Azure / azure-cosmosdb-spark

Apache Spark Connector for Azure Cosmos DB
MIT License
199 stars 119 forks source link

No Such Method Error for Spark 3.5.0 (Databricks 14.3 LTS) #487

Closed RamonRay closed 5 months ago

RamonRay commented 5 months ago

When running the following pyspark script in databricks 14.3 LTS (Spark 3.5.0):

schema= StructType([
    StructField("id", StringType(), False),
    StructField("some_other_field", StringType(), False)
])
(spark.read
    .format("cosmos.oltp")
    .schema(schema)
    .options(**cfg)
    .load()
    .where("some_other_field = 'xxx'")
    .show()

I get the following exception

java.lang.NoSuchMethodError: org.apache.spark.sql.catalyst.encoders.RowEncoder$.apply(Lorg/apache/spark/sql/types/StructType;)Lorg/apache/spark/sql/catalyst/encoders/ExpressionEncoder;
    at com.azure.cosmos.spark.RowSerializerPool$.getOrCreateSerializer(RowSerializerPool.scala:42)
    at com.azure.cosmos.spark.ItemsPartitionReader.<init>(ItemsPartitionReader.scala:259)
    at com.azure.cosmos.spark.ItemsScanPartitionReaderFactory.createReader(ItemsScanPartitionReaderFactory.scala:56)
    at org.apache.spark.sql.execution.datasources.v2.DataSourceRDD$$anon$1.advanceToNextIter(DataSourceRDD.scala:85)
    at org.apache.spark.sql.execution.datasources.v2.DataSourceRDD$$anon$1.hasNext(DataSourceRDD.scala:64)
    at org.apache.spark.InterruptibleIterator.hasNext(InterruptibleIterator.scala:37)
    at scala.collection.Iterator$$anon$10.hasNext(Iterator.scala:460)
    at org.apache.spark.sql.catalyst.expressions.GeneratedClass$GeneratedIteratorForCodegenStage1.processNext(Unknown Source)
    at org.apache.spark.sql.execution.BufferedRowIterator.hasNext(BufferedRowIterator.java:43)
    at org.apache.spark.sql.execution.WholeStageCodegenEvaluatorFactory$WholeStageCodegenPartitionEvaluator$$anon$1.hasNext(WholeStageCodegenEvaluatorFactory.scala:43)
    at org.apache.spark.sql.execution.collect.UnsafeRowBatchUtils$.$anonfun$encodeUnsafeRows$5(UnsafeRowBatchUtils.scala:88)
    at scala.runtime.java8.JFunction0$mcV$sp.apply(JFunction0$mcV$sp.java:23)
    at com.databricks.spark.util.ExecutorFrameProfiler$.record(ExecutorFrameProfiler.scala:110)
    at org.apache.spark.sql.execution.collect.UnsafeRowBatchUtils$.$anonfun$encodeUnsafeRows$3(UnsafeRowBatchUtils.scala:88)
    at scala.runtime.java8.JFunction0$mcV$sp.apply(JFunction0$mcV$sp.java:23)
    at com.databricks.spark.util.ExecutorFrameProfiler$.record(ExecutorFrameProfiler.scala:110)
    at org.apache.spark.sql.execution.collect.UnsafeRowBatchUtils$.$anonfun$encodeUnsafeRows$1(UnsafeRowBatchUtils.scala:68)

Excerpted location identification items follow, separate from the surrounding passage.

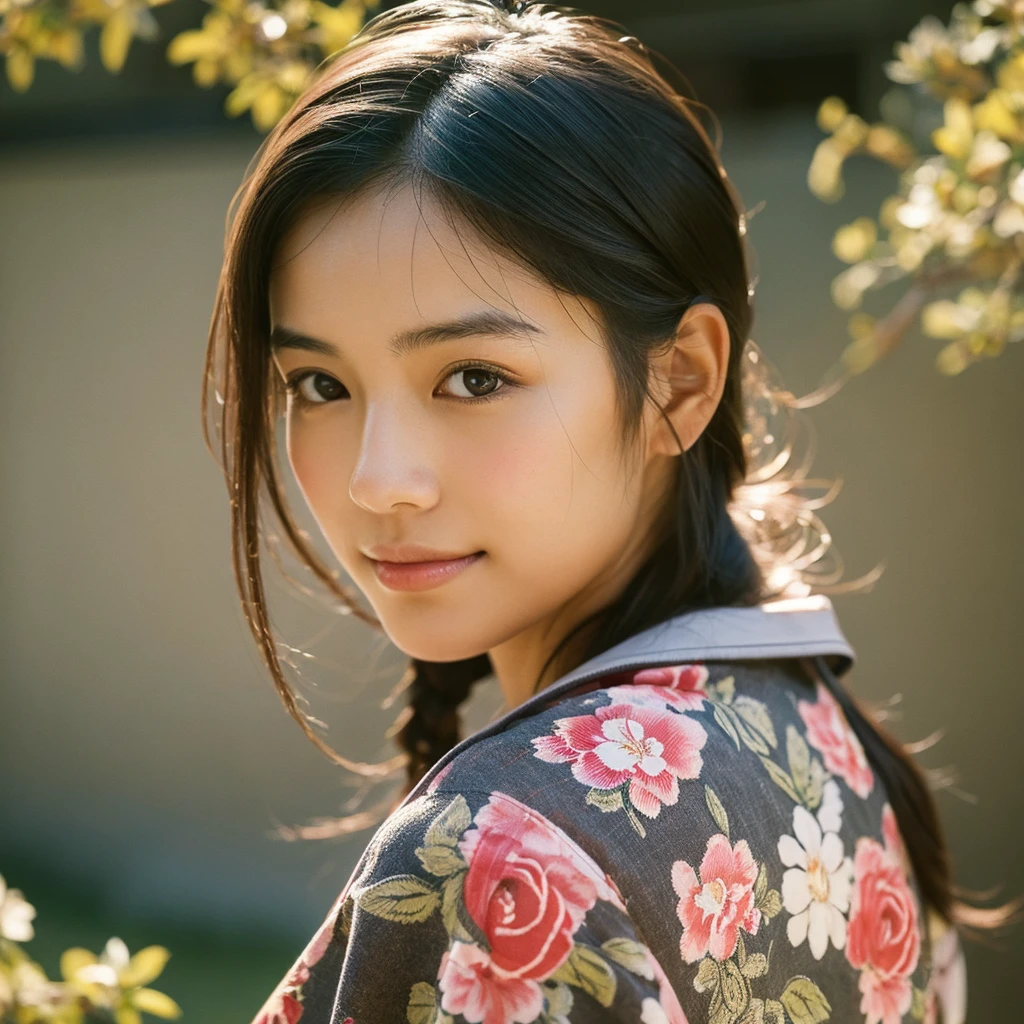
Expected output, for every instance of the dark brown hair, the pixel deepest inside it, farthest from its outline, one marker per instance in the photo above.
(565, 146)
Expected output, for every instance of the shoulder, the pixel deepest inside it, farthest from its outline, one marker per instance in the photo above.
(729, 810)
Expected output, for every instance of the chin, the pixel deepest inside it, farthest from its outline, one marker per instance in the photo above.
(433, 646)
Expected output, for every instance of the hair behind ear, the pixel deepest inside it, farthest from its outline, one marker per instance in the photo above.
(434, 725)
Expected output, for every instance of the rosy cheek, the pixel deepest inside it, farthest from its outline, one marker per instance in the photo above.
(315, 468)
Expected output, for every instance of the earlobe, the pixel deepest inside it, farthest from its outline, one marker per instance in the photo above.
(689, 379)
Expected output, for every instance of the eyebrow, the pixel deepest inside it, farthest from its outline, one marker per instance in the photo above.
(486, 322)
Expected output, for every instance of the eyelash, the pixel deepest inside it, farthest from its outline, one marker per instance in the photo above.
(294, 382)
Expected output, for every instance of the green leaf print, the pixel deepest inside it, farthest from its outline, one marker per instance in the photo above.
(586, 970)
(800, 759)
(440, 859)
(457, 920)
(403, 898)
(448, 827)
(557, 998)
(755, 1013)
(734, 988)
(804, 1001)
(605, 800)
(707, 976)
(422, 1007)
(725, 719)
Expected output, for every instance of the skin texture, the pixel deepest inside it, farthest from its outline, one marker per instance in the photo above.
(399, 449)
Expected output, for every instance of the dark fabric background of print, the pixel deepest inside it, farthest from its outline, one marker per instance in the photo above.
(370, 980)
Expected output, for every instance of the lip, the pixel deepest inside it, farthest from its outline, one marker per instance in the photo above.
(413, 567)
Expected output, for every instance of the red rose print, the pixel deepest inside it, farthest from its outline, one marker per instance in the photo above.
(649, 749)
(883, 940)
(471, 987)
(828, 731)
(715, 905)
(527, 889)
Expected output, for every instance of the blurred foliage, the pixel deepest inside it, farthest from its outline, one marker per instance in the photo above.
(957, 219)
(265, 50)
(109, 988)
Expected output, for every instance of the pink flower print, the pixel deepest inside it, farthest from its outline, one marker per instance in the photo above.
(828, 731)
(678, 686)
(646, 749)
(528, 889)
(282, 1008)
(883, 941)
(947, 982)
(472, 987)
(715, 905)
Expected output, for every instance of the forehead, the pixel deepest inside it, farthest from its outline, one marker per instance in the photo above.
(380, 263)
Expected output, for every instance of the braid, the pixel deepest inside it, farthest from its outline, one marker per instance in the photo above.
(433, 724)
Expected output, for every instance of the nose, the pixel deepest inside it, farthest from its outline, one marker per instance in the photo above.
(393, 467)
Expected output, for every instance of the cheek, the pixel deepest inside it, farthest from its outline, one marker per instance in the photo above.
(317, 461)
(552, 479)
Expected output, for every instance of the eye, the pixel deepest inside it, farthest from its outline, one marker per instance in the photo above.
(477, 383)
(314, 388)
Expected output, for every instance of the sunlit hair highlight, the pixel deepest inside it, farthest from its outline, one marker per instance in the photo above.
(578, 154)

I saw that spark 3.5.0 is not yet supported. May I ask when it will be supported and have this issue fixed?

FabianMeiswinkel commented 5 months ago

Spark 3.5 support PR has just merged - see https://github.com/Azure/azure-sdk-for-java/pull/39395

It will be released within the next 2-3 weeks.